In other circumstances, however, oversampling alone may not be sufficient to balance the dataset. In such cases, KNN SMOTE is used to find safe areas for augmentation and fake data points for the minority class are generated, which is then oversampled using SMOTE. KNN SMOTE is a method that has demonstrated good results in balancing unbalanced medical datasets. In this article, we will look at the concept of imbalanced medical data and how KNN SMOTE and SMOTE can help solve it. We will also go over the benefits and drawbacks of these methodologies, as well as practical considerations and iterations for their use in healthcare research. Oversampling's purpose is to balance the dataset by increasing the number of examples from the underrepresented class. This can be accomplished by simply replicating instances from the underrepresented class or by constructing synthetic instances from the underrepresented class. By balancing the dataset, a machine learning model trained on the oversampled dataset should be able to generalize to new, previously unknown data and be less biased towards the more prevalent class.

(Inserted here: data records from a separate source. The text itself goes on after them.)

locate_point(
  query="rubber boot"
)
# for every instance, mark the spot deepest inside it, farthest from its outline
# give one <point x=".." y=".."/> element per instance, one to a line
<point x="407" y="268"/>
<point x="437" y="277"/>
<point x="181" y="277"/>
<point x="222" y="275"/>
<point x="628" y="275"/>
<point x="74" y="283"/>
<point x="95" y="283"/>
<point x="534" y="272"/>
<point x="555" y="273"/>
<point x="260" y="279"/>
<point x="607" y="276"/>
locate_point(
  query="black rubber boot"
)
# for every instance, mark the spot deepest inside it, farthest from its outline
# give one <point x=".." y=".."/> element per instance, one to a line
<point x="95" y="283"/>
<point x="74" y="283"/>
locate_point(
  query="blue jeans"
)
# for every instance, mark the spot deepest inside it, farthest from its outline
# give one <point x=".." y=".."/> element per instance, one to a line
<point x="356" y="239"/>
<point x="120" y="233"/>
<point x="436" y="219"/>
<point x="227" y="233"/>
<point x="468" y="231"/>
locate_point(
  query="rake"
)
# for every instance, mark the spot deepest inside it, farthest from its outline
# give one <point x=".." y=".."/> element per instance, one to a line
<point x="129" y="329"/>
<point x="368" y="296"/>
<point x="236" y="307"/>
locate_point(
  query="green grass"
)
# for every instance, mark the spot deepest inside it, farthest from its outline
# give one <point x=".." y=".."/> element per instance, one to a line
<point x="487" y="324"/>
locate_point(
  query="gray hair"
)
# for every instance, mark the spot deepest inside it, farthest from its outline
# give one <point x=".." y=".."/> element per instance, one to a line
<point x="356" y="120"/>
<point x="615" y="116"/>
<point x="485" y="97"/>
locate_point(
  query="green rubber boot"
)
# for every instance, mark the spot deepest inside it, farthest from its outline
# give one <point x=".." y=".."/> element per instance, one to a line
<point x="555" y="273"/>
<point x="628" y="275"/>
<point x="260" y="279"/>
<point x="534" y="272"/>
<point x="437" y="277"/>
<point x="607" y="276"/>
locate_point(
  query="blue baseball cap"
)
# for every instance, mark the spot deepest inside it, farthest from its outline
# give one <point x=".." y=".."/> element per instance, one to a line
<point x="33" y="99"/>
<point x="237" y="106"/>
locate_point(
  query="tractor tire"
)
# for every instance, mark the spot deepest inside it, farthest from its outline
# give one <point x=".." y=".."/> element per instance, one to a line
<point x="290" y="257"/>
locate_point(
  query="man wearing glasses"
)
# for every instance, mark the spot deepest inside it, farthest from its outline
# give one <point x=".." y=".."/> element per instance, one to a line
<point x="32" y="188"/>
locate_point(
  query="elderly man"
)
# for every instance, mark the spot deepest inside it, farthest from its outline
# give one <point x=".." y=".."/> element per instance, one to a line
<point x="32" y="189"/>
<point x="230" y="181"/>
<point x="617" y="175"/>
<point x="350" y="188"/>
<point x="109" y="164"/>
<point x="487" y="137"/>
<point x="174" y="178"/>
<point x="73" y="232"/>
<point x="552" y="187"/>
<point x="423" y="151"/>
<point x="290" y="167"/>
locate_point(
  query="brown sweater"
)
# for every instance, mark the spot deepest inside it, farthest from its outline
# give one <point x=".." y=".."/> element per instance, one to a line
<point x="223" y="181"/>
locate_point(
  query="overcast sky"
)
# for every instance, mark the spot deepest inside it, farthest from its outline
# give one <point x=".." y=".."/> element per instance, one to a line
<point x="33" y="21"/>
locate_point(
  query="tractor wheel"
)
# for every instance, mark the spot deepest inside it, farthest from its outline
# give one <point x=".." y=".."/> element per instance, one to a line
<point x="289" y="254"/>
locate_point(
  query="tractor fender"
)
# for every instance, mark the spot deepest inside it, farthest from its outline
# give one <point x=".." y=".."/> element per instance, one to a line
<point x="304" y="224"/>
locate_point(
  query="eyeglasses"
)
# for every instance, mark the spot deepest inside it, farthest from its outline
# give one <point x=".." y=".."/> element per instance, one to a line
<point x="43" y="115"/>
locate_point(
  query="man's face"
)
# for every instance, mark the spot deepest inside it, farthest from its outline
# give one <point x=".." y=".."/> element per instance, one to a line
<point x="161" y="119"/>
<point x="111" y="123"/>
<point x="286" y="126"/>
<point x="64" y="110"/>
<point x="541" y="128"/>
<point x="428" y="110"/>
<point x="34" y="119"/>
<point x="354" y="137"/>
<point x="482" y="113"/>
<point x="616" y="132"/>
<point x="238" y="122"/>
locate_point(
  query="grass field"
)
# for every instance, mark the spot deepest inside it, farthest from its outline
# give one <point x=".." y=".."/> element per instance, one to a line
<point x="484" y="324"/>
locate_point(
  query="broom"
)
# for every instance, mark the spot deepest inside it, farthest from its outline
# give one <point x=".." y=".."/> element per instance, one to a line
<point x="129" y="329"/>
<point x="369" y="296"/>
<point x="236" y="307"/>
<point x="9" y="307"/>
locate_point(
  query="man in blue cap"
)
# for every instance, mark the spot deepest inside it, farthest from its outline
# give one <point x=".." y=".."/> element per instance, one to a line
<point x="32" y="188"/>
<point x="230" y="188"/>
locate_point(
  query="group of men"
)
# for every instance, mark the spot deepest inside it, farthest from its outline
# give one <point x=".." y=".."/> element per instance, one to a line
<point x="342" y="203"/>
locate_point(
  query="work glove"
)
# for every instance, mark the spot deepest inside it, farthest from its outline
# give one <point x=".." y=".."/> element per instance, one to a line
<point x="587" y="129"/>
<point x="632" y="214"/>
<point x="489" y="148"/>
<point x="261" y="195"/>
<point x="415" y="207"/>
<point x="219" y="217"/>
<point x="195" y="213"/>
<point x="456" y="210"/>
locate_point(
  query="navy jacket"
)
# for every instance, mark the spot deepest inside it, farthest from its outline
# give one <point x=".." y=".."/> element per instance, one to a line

SMOTE (Synthetic Minority Oversampling Technique) and KNN-based oversampling are strategies for dealing with imbalanced medical data in which one class may be greatly underrepresented in comparison to the other class(es). SMOTE's goal is to generate synthetic examples of the minority class to balance the dataset. It works by picking a minority class instance and looking for its closest neighbors. Then it generates synthetic instances by interpolating between the chosen instance and its nearest neighbors. The synthetic instances that result are added to the original dataset, resulting in an oversampled dataset that is balanced between the minority and majority classes. KNN-based oversampling uses a three-step approach to determine safe areas for augmentation and generate synthetic points for the minority class.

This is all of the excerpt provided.